290- 3 If x=0, (nx)/(1+nx) = 0 for all n, hence in the limit.
       If x .gt. 0, nx goes to infinity, hence the ratio goes to 1

    11 If x .leq. a (and non-negative), x/(x+n) .leq. a/(a+n) [take the 
       derivative of x/(x+n) if you want to show this].  Since 
       a/(a+n) .lt. epsilon if n .gt. a/epsilon, convergence to 0 is uniform.
       x/(x+n) .lt. epsilon requires that n .gt. x/epsilon - x, which for
       small epsilon blows up with x, hence convergence to 0 is not uniform.

    21 There exists K(epsilon/2) such that |f_n - f| .lt. epsilon/2 if
       n .gt. K(epsilon/2)
       There exists L(epsilon/2) such that |g_n - g| .lt. epsilon/2 if
       n .gt. L(epsilon/2)
       Therefore, |f_n - f + g_n - g| .lt. epsilon if n .gt. max(K, L)
       
297- 1 (x^n)/(1+x^n) = 0 for x = 0;  for 0 .lt. x .lt. 1, x^n converges to
       0, hence the limit (x^n)/(1+x^n) = 0.  For x = 1, (x^n)/(1+x^n) = 1/2,
       hence the limit function is not continuous at 1 (in fact, the limit
       = 1 for x .gt. 1)    

     9 On [0,1], x^n .leq. 1, hence (x^n)/n converges uniformly to 0 = f.
       (f_n)' = (nx^(n-1))/n = x^(n-1) which converges to 0 for x .lt. 1, but
       is equal to 1, hence converges to 1 for x = 1.  f'=0, but note that
       only the left hand derivative is defined for f at 1.

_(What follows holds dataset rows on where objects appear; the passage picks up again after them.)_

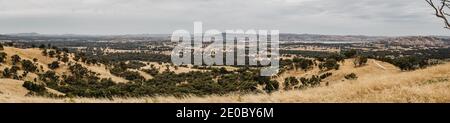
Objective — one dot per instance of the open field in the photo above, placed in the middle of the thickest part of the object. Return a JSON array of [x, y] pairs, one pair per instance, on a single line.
[[428, 85]]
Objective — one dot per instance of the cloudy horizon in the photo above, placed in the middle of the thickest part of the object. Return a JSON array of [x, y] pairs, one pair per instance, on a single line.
[[334, 17]]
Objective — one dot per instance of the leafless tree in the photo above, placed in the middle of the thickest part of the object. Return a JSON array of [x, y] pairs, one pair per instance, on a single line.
[[440, 10]]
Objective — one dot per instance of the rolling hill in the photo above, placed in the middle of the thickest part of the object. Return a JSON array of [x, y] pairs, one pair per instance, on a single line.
[[377, 82]]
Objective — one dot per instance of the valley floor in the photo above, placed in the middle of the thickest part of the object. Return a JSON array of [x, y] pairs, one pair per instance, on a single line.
[[430, 85]]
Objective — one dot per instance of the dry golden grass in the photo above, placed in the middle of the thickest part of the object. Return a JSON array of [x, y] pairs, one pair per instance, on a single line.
[[430, 85]]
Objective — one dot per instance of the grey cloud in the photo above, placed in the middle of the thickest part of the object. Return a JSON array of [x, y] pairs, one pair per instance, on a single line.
[[370, 17]]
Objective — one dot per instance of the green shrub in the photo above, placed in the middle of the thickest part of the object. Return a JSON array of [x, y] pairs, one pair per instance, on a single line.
[[53, 65], [39, 88], [351, 76]]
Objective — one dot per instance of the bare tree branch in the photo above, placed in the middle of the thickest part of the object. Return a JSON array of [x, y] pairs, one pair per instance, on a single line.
[[440, 10]]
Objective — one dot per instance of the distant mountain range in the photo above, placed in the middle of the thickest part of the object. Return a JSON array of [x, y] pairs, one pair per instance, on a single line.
[[430, 40]]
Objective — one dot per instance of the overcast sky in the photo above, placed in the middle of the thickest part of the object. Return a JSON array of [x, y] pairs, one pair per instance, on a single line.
[[348, 17]]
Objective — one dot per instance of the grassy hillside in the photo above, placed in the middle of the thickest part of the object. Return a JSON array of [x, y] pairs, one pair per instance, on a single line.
[[425, 85]]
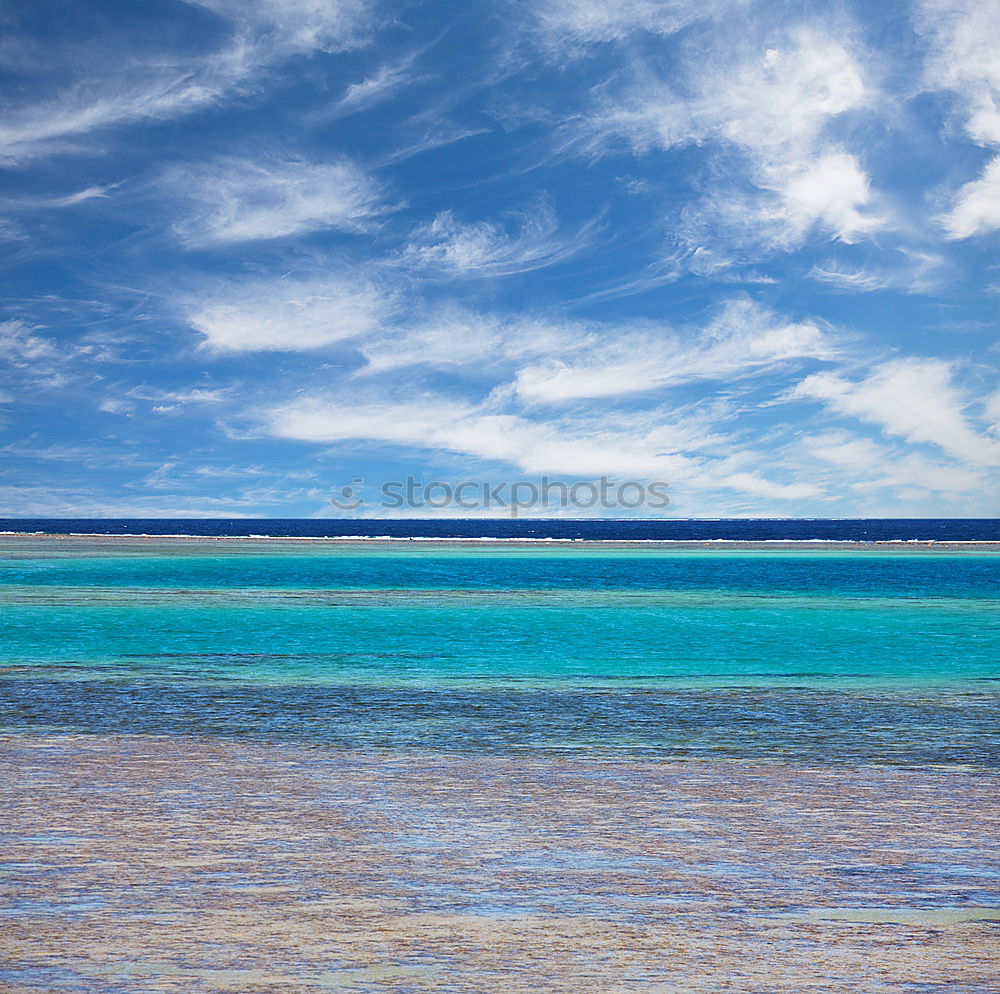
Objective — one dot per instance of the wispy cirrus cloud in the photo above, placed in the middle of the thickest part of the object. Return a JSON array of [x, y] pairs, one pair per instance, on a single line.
[[381, 85], [915, 399], [742, 339], [288, 27], [964, 57], [285, 315], [152, 85], [526, 240], [768, 110], [242, 199], [567, 23]]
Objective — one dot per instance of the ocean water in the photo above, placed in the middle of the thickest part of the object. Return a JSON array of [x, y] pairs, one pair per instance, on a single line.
[[820, 656], [607, 529]]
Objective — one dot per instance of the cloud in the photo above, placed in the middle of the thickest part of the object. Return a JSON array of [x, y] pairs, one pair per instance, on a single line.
[[914, 399], [575, 22], [235, 200], [164, 85], [527, 242], [20, 346], [288, 27], [478, 431], [743, 338], [915, 272], [386, 81], [864, 465], [977, 206], [286, 315], [136, 93], [964, 57], [768, 113]]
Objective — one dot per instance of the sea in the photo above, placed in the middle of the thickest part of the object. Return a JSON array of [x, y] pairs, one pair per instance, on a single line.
[[606, 642]]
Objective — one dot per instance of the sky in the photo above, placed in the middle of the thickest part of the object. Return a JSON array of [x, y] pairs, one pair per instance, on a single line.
[[256, 250]]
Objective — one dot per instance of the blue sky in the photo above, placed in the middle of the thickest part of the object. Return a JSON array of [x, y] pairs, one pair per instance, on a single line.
[[256, 249]]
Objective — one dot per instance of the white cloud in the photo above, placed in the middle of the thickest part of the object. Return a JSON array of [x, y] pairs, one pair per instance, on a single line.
[[476, 430], [137, 93], [237, 200], [293, 26], [380, 86], [864, 465], [964, 57], [915, 272], [914, 399], [149, 87], [20, 346], [558, 361], [286, 315], [486, 249], [770, 110], [744, 338], [572, 22], [977, 207]]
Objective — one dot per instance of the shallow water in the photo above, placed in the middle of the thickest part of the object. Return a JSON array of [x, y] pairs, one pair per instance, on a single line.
[[819, 657]]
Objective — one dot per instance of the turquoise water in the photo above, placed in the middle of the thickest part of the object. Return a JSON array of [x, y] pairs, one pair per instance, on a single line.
[[814, 656]]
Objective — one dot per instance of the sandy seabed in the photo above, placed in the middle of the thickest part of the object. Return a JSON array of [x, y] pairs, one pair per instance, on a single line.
[[144, 864]]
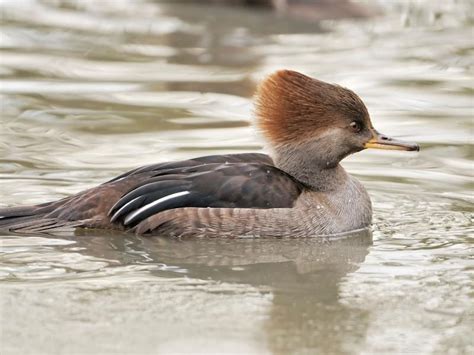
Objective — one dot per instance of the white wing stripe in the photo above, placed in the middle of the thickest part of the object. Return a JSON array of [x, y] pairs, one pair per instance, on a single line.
[[153, 204]]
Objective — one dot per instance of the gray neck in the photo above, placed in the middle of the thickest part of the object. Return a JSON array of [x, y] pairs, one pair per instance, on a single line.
[[312, 169]]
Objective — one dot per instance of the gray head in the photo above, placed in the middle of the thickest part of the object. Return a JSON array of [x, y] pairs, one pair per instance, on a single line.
[[315, 123]]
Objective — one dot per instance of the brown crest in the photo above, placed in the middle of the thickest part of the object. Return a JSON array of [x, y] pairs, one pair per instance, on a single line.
[[291, 106]]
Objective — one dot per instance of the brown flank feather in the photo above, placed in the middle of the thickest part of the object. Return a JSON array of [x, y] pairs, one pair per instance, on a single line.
[[291, 106]]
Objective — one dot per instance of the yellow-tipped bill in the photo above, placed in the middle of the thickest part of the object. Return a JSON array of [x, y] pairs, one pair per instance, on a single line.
[[380, 141]]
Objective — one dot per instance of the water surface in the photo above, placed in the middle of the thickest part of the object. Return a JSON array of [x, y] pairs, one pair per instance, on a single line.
[[91, 89]]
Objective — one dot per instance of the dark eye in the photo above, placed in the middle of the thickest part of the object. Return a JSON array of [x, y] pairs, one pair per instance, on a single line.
[[355, 126]]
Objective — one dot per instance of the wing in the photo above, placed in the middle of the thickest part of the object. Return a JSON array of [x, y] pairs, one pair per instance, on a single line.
[[210, 159], [228, 185]]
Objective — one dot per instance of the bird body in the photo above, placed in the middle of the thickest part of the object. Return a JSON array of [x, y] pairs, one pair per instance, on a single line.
[[301, 190]]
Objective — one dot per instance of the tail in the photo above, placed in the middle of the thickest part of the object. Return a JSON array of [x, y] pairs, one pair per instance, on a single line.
[[32, 219]]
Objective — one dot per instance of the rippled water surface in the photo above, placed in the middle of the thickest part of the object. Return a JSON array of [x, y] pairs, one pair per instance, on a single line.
[[93, 88]]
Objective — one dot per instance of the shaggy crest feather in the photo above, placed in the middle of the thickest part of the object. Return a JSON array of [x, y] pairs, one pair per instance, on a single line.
[[292, 106]]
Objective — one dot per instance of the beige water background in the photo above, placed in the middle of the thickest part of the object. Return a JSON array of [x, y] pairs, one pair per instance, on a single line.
[[91, 89]]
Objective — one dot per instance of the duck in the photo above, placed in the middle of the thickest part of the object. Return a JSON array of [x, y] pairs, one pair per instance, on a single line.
[[299, 190]]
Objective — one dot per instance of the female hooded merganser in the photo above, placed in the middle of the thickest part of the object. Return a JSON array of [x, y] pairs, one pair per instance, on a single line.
[[301, 191]]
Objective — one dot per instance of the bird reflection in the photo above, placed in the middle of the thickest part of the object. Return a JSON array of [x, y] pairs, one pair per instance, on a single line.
[[302, 275]]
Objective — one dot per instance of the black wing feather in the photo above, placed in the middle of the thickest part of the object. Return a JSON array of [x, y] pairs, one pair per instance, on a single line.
[[205, 184]]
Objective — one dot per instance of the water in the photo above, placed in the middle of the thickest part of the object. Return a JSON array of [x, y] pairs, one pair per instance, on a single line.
[[91, 89]]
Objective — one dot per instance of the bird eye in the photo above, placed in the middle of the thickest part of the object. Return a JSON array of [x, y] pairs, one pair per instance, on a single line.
[[355, 126]]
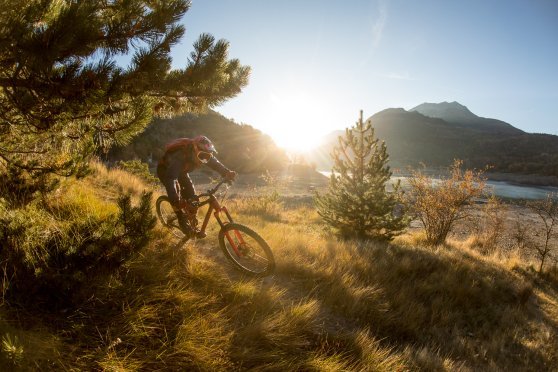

    13 If a .gt. 0, (sin(nx)/nx) .lt. 1/na (since x .gt. a), hence the
       integral is .lt. (pi - a)(1/(na)) which goes to zero with n going to 
       infinity.  
       If a = 0, consider the range of integration as [0, epsilon/2] unipn
       [epsilon/2, pi].  since sin(x) .lt. x for x .gt. 0, the (sin(nx))/(nx)
       .lt. 1, hence the integral ove [0, epsilon/2] is less than epsilon/2
       We have already seen that the integral over [epsilon/2, pi] goes to
       0 for fixed epsilon/2, hence the limit is less than any given epsilon,
       hence the limit is 0.


 

Russell Campbell
Sun Jan 18 1998